La
amiga 
de 
mamá

Javier Cercas


     Hasta donde la memoria me alcanza, Matilde fue siempre la mejor amiga de mamá. De hecho lo fue desde mucho antes de que yo naciera, porque mamá y ella se conocieron en el último año de colegio. Si no me engaño, cuando las dos se casaron su amistad se diluyó un poco, pero el azar quiso que se divorciaran también con escasos meses de diferencia; esta casualidad contribuyó a unirlas. Mientras duró su matrimonio, mamá veía ocasionalmente a sus amigas de soltera; cuando acabó, sólo siguió viendo a Matilde, pero la vio más que nunca: tanto que, de niño, la presencia de Matilde en mi casa llegó a resultarme más familiar que la de mi padre o mis abuelos.
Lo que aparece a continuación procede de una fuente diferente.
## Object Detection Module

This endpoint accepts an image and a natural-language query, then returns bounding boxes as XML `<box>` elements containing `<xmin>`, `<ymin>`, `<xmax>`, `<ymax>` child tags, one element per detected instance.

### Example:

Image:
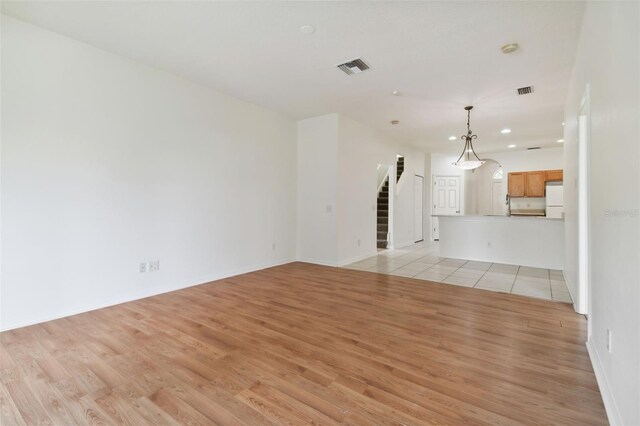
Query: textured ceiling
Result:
<box><xmin>2</xmin><ymin>1</ymin><xmax>584</xmax><ymax>152</ymax></box>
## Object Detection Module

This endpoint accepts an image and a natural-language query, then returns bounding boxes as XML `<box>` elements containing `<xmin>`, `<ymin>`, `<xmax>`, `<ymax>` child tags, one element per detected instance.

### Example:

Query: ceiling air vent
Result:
<box><xmin>518</xmin><ymin>86</ymin><xmax>533</xmax><ymax>95</ymax></box>
<box><xmin>338</xmin><ymin>58</ymin><xmax>369</xmax><ymax>75</ymax></box>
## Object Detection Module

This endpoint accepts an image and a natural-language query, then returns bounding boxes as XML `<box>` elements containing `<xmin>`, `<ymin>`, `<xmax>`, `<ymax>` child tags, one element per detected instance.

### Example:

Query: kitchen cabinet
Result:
<box><xmin>524</xmin><ymin>172</ymin><xmax>546</xmax><ymax>197</ymax></box>
<box><xmin>545</xmin><ymin>170</ymin><xmax>563</xmax><ymax>181</ymax></box>
<box><xmin>509</xmin><ymin>173</ymin><xmax>525</xmax><ymax>197</ymax></box>
<box><xmin>508</xmin><ymin>170</ymin><xmax>563</xmax><ymax>198</ymax></box>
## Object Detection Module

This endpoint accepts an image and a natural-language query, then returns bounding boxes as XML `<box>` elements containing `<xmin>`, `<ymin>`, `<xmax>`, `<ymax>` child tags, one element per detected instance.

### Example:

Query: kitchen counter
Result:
<box><xmin>431</xmin><ymin>214</ymin><xmax>564</xmax><ymax>220</ymax></box>
<box><xmin>434</xmin><ymin>215</ymin><xmax>564</xmax><ymax>269</ymax></box>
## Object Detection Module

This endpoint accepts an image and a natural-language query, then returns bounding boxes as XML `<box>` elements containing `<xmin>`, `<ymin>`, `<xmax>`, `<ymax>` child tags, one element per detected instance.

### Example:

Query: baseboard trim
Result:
<box><xmin>586</xmin><ymin>340</ymin><xmax>623</xmax><ymax>426</ymax></box>
<box><xmin>0</xmin><ymin>258</ymin><xmax>296</xmax><ymax>332</ymax></box>
<box><xmin>338</xmin><ymin>251</ymin><xmax>378</xmax><ymax>267</ymax></box>
<box><xmin>296</xmin><ymin>257</ymin><xmax>338</xmax><ymax>268</ymax></box>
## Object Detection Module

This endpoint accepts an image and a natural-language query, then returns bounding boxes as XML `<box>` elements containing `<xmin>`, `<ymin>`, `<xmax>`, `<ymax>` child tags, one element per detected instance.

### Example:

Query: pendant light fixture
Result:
<box><xmin>453</xmin><ymin>106</ymin><xmax>485</xmax><ymax>170</ymax></box>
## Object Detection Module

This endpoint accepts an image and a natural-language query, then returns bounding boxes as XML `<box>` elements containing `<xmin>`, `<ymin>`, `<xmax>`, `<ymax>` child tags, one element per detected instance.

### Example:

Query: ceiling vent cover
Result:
<box><xmin>338</xmin><ymin>58</ymin><xmax>369</xmax><ymax>75</ymax></box>
<box><xmin>518</xmin><ymin>86</ymin><xmax>533</xmax><ymax>95</ymax></box>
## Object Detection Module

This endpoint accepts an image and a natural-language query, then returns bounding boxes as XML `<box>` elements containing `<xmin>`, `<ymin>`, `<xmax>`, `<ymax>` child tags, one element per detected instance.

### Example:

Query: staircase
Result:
<box><xmin>396</xmin><ymin>155</ymin><xmax>404</xmax><ymax>183</ymax></box>
<box><xmin>377</xmin><ymin>176</ymin><xmax>389</xmax><ymax>249</ymax></box>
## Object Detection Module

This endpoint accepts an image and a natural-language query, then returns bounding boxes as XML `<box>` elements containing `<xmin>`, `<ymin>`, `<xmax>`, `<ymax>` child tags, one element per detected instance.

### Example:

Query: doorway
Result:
<box><xmin>376</xmin><ymin>164</ymin><xmax>396</xmax><ymax>250</ymax></box>
<box><xmin>575</xmin><ymin>85</ymin><xmax>591</xmax><ymax>322</ymax></box>
<box><xmin>413</xmin><ymin>175</ymin><xmax>424</xmax><ymax>243</ymax></box>
<box><xmin>431</xmin><ymin>175</ymin><xmax>460</xmax><ymax>241</ymax></box>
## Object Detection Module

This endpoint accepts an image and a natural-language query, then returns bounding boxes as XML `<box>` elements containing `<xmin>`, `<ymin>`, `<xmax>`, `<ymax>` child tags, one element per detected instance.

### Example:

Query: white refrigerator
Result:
<box><xmin>546</xmin><ymin>184</ymin><xmax>564</xmax><ymax>219</ymax></box>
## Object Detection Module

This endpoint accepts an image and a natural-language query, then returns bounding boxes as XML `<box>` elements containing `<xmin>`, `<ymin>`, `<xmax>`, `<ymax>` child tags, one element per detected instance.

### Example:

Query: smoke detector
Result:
<box><xmin>500</xmin><ymin>43</ymin><xmax>520</xmax><ymax>55</ymax></box>
<box><xmin>337</xmin><ymin>58</ymin><xmax>369</xmax><ymax>75</ymax></box>
<box><xmin>518</xmin><ymin>86</ymin><xmax>533</xmax><ymax>95</ymax></box>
Es verdad que, al menos en apariencia, mamá y Matilde eran tan opuestas como la noche y el día, y que mamá, que tardó largos años en salir del aturdimiento de su divorcio y en lograr una cierta autonomía afectiva y económica, carecía de casi todo lo que poseía Matilde: dinero y posición social y un buen trabajo y pocos prejuicios y miedo ninguno, y sobre todo esa alegría elemental que irradian las mujeres de buena familia que no soportan que nadie mande en sus vidas. También es verdad que, aunque de una forma confusa, yo podía intuir qué es lo que mi madre buscaba y hallaba en Matilde, mientras que lo contrario fue siempre un enigma que nunca intenté resolver siquiera. Al menos para mí, sigue siéndolo ahora.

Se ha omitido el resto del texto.